There are two potential ways of improvement:
- Remove the no-argument versions and add natural default argument values to the remaining ones:
func uint16(fromBytes count: Int = 2) -> UInt16
The problem here is that we still need the performance of no-argument functions to be accessible.
- We could remove the versions with the argument instead and let users deal with splitting big integers into the smaller
ones themselves. There will be some awkwardness, though, with reading big uints at the tail of the data: a user will
probably have to read them as signed integers and then manually convert into the required uint type. But maybe this is a
good thing, since
Int
is supposed to be the most widely used integer type in Swift.
After additional investigation it's become clear that both versions are useful and should be left in as there is no real
benefit to be gained from the removal of one of them. In the ByteReader
protocol only the versions with arguments
will be included, since they are more general and the existence of no-argument versions is only due to the implementation
reasons. If it becomes possible to make with-argument versions as efficient, the no-argument versions can instead be made
to call the with-argument ones, and in the future they can be more or less easily removed.
The current philosophy for byte reading in bit readers is that it is only possible to read bytes (and, probably, the
only case when it makes sense) when a bit reader is "aligned" to the byte boundary. This is a carefully maintained
invariant in all methods of both L/MsbBitReader
, but not in the offset
's setter. In other words, it is currently
possible to change L/MsbBitReader.offset
property when said bit reader is not aligned. This can lead to surprising and
unpredictable behavior, and I am going to prevent this by adding a precondition to the willSet observer of the offset
property.
Additionally, it seems like having two property observers (both willSet and didSet) instead of only one (didSet in our case) actually improves performance. The reason for this is still unknown to me, but it's a very good argument in support of adding the willSet observer.
The addition of L/MsbBitWriter.write(unsignedNumber:bitsCount:)
methods made me realize that there is currently no way
to correctly read and write negative signed integers from and to bits and bytes. Moreover, the current behavior of
L/MsbBitWriter.write(number:bitsCount:)
and L/MsbBitReader.int(fromBits:)
functions is unpredictable and unreliable.

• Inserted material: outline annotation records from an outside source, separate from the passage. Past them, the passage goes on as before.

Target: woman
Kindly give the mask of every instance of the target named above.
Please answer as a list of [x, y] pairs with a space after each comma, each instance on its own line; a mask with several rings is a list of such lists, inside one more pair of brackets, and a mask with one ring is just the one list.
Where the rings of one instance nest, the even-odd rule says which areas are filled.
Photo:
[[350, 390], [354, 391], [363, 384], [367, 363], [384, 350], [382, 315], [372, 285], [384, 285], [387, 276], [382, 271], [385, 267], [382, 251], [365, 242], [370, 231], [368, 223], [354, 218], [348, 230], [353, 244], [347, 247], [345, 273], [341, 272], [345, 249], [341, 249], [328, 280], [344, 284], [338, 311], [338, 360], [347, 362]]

It also depends on the platform-specific bit width of the Int
type and on the values of the arguments in a very subtle
way. To resolve these problems, I would like to do several changes.
- Add a new enum,
SignedNumberRepresenation
, which will allow to choose an encoding for a signed integer (see the wikipedia article). Proposed cases of the new enum:
public enum SignedNumberRepresentation {
case signMagnitude
case oneComplementNegatives
case twoComplementNegatives
case biased(bias: Int)
case radixNegativeTwo
}
Alternatively, one can name 1's and 2's complement cases as just oneComplement
and twoComplement
correspondingly.
We believe that the current naming is better, since it emphasizes the fact that only negative numbers are encoded as the
complements, and positive numbers are encoded as is.

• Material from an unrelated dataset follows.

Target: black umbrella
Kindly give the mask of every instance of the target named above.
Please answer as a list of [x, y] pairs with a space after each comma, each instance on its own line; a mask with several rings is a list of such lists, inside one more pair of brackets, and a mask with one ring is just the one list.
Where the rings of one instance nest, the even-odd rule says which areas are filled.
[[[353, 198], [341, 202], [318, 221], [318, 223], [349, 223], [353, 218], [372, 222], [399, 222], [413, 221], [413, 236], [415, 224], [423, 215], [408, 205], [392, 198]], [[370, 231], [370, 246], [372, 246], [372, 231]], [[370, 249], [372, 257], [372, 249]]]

- Add instance methods to this new enum which will allow to query the minimum and maximum numbers that can be represented by a given representation using the specified amount of bits:
public enum SignedNumberRepresentation {
// ...
public func minRepresentableNumber(bitsCount: Int) -> Int { ... }
public func maxRepresentableNumber(bitsCount: Int) -> Int { ... }
}
- Add methods to bit readers and writers which will allow to read signed integers using the specified representation:
// BitWriter:
func write(signedNumber: Int, bitsCount: Int, representation: SignedNumberRepresentation = .twoComplementNegatives)
// BitReader:
func signedInt(fromBits count: Int, representation: SignedNumberRepresentation = .twoComplementNegatives) -> Int
The default value of the representation
argument is .twoComplementNegatives
since it the most common way to encode
signed integers (it is even used internally by Swift).

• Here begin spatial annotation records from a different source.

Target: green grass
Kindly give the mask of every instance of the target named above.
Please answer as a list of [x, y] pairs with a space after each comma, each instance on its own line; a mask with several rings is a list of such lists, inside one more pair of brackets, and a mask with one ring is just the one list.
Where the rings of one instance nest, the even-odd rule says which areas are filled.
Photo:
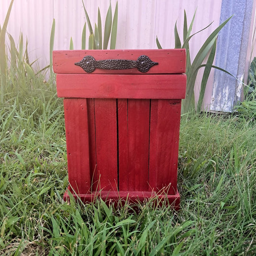
[[139, 205], [138, 214], [128, 204], [116, 210], [100, 201], [69, 205], [62, 202], [68, 185], [62, 101], [54, 83], [43, 80], [36, 76], [32, 87], [11, 90], [0, 106], [0, 255], [256, 253], [255, 121], [182, 117], [179, 212], [155, 209], [154, 202]]
[[256, 253], [255, 120], [182, 117], [178, 212], [153, 200], [138, 214], [128, 204], [67, 204], [62, 100], [52, 77], [23, 67], [7, 73], [0, 106], [0, 255]]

- Modify the behavior of the existing functions as following:
// BitWriter:
func write(number: Int, bitsCount: Int) {
self.write(unsignedNumber: UInt(bitPattern: number), bitsCount: bitsCount)
}
// BitReader:
func int(fromBits count: Int) -> Int {
if MemoryLayout<Int>.size == 8 {
return Int(truncatingIfNeeded: self.uint64(fromBits: count))
} else if MemoryLayout<Int>.size == 4 {
return Int(truncatingIfNeeded: self.uint32(fromBits: count))
} else {
fatalError("Unknown Int bit width")
}
}
This will allow to partially retain the current behavior of these functions, since it turns out to be useful in some cases. These implementations will handle positive integers in the same way as before, and will provide consistent behavior for negative integers. That said, the usage of these functions will be discouraged (via documentation), since they perform transformations which essentially lose data (the sign of a negative integer).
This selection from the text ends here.